Now, at the control box, facing the launch menu in glowing Norwegian, Khalid designated a trajectory: the LOAL-DIR or Lock-On After Launch-Direct mode, meaning the missile would launch blind into the stratosphere at a relatively low angle, and when it found the encoded tone on the designated frequency the CPU aboard would tweak the servos and keep adjusting the angle of attack, then plummet directly to the target on that vector.
And all it would take to-
“We are ready,” he said to Faisal.
Faisal, with a police-frequency scanner purchased from Radio Shack, hunted for the signal. In the space where it should have been was nothing but static. He looked at his watch. It was 7:46:30. Not a noise anywhere on the immediate spectrum.
“Not yet,” he said.
“I wonder how long we can stay here before we are discovered.”

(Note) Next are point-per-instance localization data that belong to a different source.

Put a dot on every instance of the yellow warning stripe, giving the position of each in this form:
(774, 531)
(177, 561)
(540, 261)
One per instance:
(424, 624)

“Where is he? What is going on?”
“Agh,” said Faisal. “To come this far and fail. Aghhh-Allah will not allow it.”
“But will the FBI?” asked the anxious Professor Khalid.
At that point, the Park Services patrol car came slowly down the road to the parking lot.
EXECUTIVE DRIVE
WASHINGTON, DC
1938.12 HOURS
A Hellfire missile,” said Nick, incredulous. A missile? A missile. His mind seemed to fill with torrents of thick sludge as he struggled with the concept.
“It’s Norwegian,” said Hollister. “Came on the black market in Serbia, Zarzi paid for it on behalf of Al-Q. They have two scientists-an Indian rocket guidance expert and an Egyptian software genius-to decrypt it and make some basic changes. Instead of new-fangled laser it homes in on an old-fashioned FM tone at a specific frequency.”